6. **The ease or difficulty with which the information could be** properly acquired or duplicated by others.

No single factor is dispositive, and you don't need to win all six — courts weigh them together on the specific facts. But notice how much overlap there is with the statutory prongs: value, secrecy efforts, and difficulty of duplication appear in both frameworks. If you can answer each factor in your favor, you almost certainly have a trade secret; if several cut against you, expect a fight over whether the asset qualifies at all.

## Is a customer list a trade secret? (the classic gray area)

Customer lists are the most litigated edge case, and the answer is: *it depends on the detail*.

- A **bare list of names** that a competitor could compile from a trade directory, LinkedIn, or a phone book is **readily ascertainable** and usually not protectable.
- A **curated list** built over years — with non-public buying histories, negotiated pricing, key contacts, purchasing cycles, and preferences — can qualify, because the value lies in the compiled, confidential detail, not the identities.

The same logic governs pricing, vendor terms, and margins: raw facts anyone can look up rarely qualify, but the specific, hard-to-assemble, non-public combination that gives you an edge often does — provided you guarded it.

## The bottom line

A trade secret isn't defined by what the information is, but by whether it clears two tests: it must have **independent economic value because it is secret and not readily ascertainable**, and it must be the subject of **reasonable efforts to keep it secret**. Formulas, source code, processes, curated lists, and negative know-how routinely qualify; public information, patent disclosures, readily reverse-engineered details, and an employee's general skill do not. Before you rely on trade secret protection, run your information through both prongs honestly — and if it clears them, guard it accordingly, because the moment secrecy lapses, the asset can be gone for good.

*This guide is general education, not legal advice, and does not create an attorney-client relationship. Whether specific information qualifies as a trade secret turns on your facts and your state's version of the UTSA — consult an attorney licensed in your jurisdiction before acting.*


## Frequently asked questions

### What legally qualifies as a trade secret?
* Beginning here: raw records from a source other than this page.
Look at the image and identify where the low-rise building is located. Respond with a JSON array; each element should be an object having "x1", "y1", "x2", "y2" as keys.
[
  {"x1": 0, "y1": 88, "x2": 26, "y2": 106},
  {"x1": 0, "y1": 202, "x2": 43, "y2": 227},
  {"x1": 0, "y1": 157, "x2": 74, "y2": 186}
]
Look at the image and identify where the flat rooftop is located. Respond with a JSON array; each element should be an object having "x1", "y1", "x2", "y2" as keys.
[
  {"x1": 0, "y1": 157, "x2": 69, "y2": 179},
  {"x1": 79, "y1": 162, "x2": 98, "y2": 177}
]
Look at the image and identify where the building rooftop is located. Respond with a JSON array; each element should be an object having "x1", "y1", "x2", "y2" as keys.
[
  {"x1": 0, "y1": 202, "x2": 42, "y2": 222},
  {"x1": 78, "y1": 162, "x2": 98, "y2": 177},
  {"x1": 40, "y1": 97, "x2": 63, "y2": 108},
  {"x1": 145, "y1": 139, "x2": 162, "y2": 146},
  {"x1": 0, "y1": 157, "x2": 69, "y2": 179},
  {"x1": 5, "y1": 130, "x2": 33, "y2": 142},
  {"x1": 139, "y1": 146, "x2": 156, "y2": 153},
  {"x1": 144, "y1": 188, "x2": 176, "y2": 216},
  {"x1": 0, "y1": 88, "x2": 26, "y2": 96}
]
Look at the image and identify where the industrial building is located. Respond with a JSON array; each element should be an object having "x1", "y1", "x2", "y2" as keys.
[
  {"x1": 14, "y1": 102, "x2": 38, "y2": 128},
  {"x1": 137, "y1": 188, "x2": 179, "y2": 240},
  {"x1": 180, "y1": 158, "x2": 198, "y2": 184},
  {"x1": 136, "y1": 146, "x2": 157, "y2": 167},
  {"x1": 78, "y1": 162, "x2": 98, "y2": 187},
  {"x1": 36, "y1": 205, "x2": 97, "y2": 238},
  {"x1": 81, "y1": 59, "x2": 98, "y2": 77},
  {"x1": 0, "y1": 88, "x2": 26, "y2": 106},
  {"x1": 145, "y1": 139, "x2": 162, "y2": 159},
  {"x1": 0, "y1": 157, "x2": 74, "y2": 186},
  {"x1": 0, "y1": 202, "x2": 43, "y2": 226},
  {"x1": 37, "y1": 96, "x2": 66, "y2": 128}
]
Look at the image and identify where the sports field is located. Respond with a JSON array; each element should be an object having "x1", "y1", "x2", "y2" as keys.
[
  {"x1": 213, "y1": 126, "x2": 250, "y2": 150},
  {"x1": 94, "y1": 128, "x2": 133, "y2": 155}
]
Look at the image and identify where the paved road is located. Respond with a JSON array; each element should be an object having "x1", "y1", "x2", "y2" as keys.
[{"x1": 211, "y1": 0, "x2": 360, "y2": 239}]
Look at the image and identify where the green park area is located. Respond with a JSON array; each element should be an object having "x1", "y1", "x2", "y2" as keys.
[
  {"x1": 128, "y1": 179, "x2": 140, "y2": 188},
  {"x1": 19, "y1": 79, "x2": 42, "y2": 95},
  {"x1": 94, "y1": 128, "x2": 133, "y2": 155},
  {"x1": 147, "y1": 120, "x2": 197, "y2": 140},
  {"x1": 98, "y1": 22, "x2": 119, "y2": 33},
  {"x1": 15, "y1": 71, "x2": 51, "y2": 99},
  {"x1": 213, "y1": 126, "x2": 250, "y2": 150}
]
Under the Defend Trade Secrets Act and the Uniform Trade Secrets Act, information qualifies if it meets a two-part test: (1) it derives independent economic value from not being generally known or readily ascertainable by others who could profit from it, and (2) it is the subject of reasonable efforts to keep it secret. Formulas, source code, customer lists, pricing, processes, and negative know-how can all qualify — but only if you genuinely guard them.

### What does not qualify as a trade secret?
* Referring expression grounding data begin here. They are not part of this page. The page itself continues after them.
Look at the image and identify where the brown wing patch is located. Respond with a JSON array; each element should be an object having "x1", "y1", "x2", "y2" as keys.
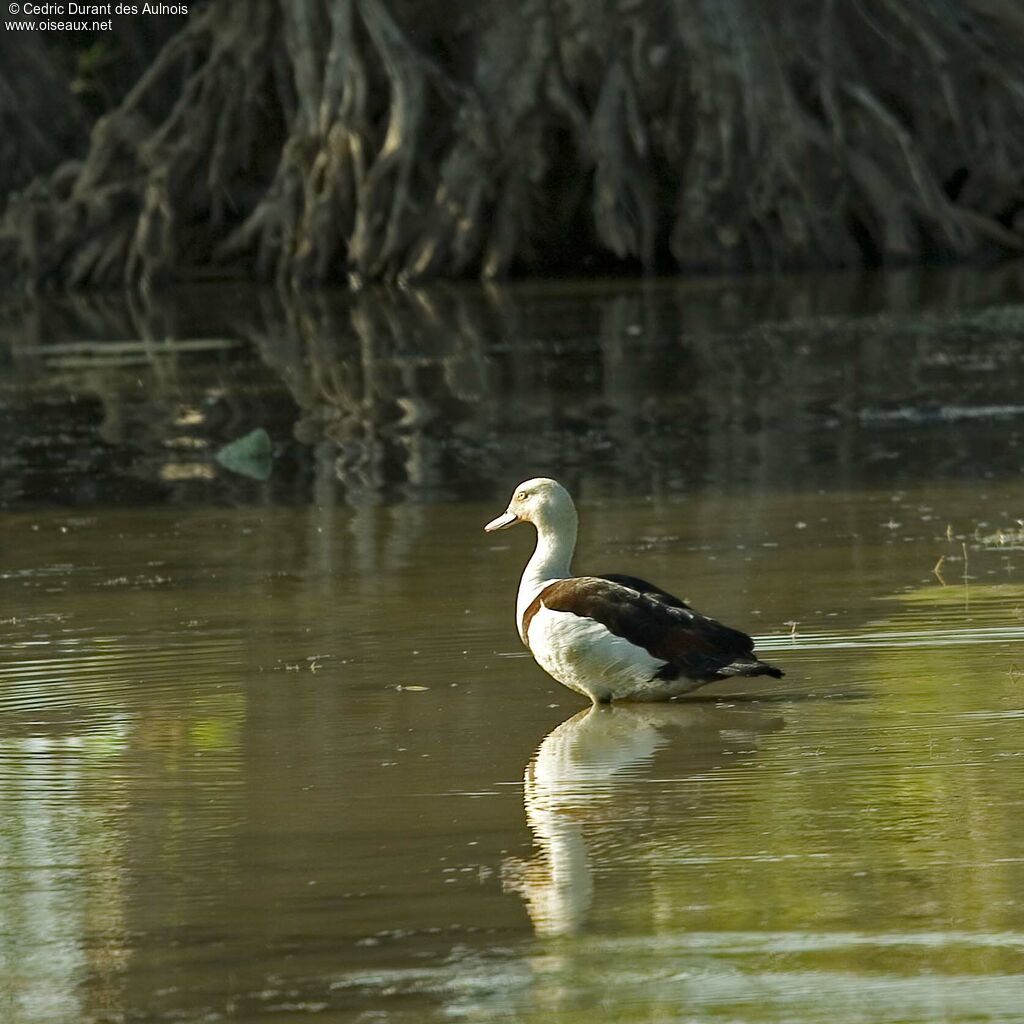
[
  {"x1": 538, "y1": 577, "x2": 768, "y2": 680},
  {"x1": 521, "y1": 590, "x2": 546, "y2": 649},
  {"x1": 596, "y1": 573, "x2": 692, "y2": 609}
]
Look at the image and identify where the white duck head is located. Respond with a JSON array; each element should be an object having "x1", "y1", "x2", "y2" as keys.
[
  {"x1": 485, "y1": 479, "x2": 580, "y2": 635},
  {"x1": 484, "y1": 477, "x2": 578, "y2": 536}
]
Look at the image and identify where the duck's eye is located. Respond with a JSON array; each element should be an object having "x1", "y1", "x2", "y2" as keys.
[{"x1": 517, "y1": 491, "x2": 528, "y2": 501}]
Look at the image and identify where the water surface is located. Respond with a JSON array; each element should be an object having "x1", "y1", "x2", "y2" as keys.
[{"x1": 1, "y1": 269, "x2": 1024, "y2": 1022}]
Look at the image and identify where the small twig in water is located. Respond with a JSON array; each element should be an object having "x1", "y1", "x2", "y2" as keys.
[
  {"x1": 946, "y1": 523, "x2": 954, "y2": 541},
  {"x1": 933, "y1": 554, "x2": 947, "y2": 585},
  {"x1": 785, "y1": 620, "x2": 799, "y2": 640}
]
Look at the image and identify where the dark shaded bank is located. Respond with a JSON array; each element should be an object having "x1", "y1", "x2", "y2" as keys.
[
  {"x1": 2, "y1": 267, "x2": 1024, "y2": 509},
  {"x1": 2, "y1": 1, "x2": 1024, "y2": 288}
]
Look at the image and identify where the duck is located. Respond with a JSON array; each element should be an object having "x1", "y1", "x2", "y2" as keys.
[{"x1": 484, "y1": 478, "x2": 783, "y2": 703}]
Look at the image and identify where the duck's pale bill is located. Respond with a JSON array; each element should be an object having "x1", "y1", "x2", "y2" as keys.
[{"x1": 484, "y1": 510, "x2": 519, "y2": 532}]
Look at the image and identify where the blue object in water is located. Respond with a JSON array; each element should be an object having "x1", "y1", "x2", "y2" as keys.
[{"x1": 215, "y1": 428, "x2": 272, "y2": 481}]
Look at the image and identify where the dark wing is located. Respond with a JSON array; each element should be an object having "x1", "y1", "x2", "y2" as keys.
[
  {"x1": 596, "y1": 572, "x2": 692, "y2": 610},
  {"x1": 540, "y1": 576, "x2": 783, "y2": 682}
]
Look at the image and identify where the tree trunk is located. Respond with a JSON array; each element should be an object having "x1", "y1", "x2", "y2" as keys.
[{"x1": 3, "y1": 0, "x2": 1024, "y2": 287}]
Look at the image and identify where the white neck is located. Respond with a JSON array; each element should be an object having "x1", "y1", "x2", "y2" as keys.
[{"x1": 516, "y1": 513, "x2": 577, "y2": 641}]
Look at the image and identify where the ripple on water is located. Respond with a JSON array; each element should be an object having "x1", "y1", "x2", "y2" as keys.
[
  {"x1": 0, "y1": 633, "x2": 247, "y2": 810},
  {"x1": 320, "y1": 930, "x2": 1024, "y2": 1024},
  {"x1": 753, "y1": 578, "x2": 1024, "y2": 677},
  {"x1": 0, "y1": 635, "x2": 245, "y2": 711}
]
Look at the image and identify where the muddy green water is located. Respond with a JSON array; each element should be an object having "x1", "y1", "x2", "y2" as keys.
[{"x1": 2, "y1": 270, "x2": 1024, "y2": 1022}]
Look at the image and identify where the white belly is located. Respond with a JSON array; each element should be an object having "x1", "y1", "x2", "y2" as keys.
[{"x1": 528, "y1": 607, "x2": 674, "y2": 702}]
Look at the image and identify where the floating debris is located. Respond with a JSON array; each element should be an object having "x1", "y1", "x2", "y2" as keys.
[
  {"x1": 859, "y1": 404, "x2": 1024, "y2": 423},
  {"x1": 215, "y1": 428, "x2": 272, "y2": 480},
  {"x1": 978, "y1": 523, "x2": 1024, "y2": 549}
]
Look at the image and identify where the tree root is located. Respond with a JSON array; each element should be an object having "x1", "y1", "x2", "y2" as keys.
[{"x1": 2, "y1": 0, "x2": 1024, "y2": 286}]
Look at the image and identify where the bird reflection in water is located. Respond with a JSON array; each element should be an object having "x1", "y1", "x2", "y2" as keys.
[{"x1": 503, "y1": 702, "x2": 783, "y2": 936}]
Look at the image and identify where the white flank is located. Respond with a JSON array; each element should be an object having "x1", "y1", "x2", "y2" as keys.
[{"x1": 529, "y1": 607, "x2": 670, "y2": 702}]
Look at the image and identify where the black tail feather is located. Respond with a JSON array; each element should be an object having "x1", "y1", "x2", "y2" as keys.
[{"x1": 720, "y1": 659, "x2": 784, "y2": 680}]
Information that is public, published in a patent, or readily ascertainable from a product you sell cannot be a trade secret, no matter how valuable. Anything a competitor can lawfully reverse-engineer or independently develop falls out of protection. So does an employee's general skill, training, and industry knowledge — courts distinguish that portable expertise from your specific confidential information. Finally, information you failed to guard is not protected even if it was otherwise secret.

### What does 'readily ascertainable' mean for a trade secret?

'Readily ascertainable' means the information could be obtained easily and lawfully through proper means — public directories, published sources, reverse-engineering a purchased product, or independent analysis. If a competitor can compile your 'customer list' from a trade directory in an afternoon, it is readily ascertainable and not a trade secret. The bar is 'ready' access: the harder, costlier, and more time-consuming it is to duplicate the information legitimately, the stronger your claim.

### Is a customer list a trade secret?

Sometimes. A bare list of names anyone could pull from a phone book or LinkedIn is readily ascertainable and usually not protectable. But a curated list reflecting years of effort — with buying histories, pricing, contacts, and preferences that are not public and give you a competitive edge — can qualify if you kept it confidential. The value comes from the compiled, non-public detail, not the names alone.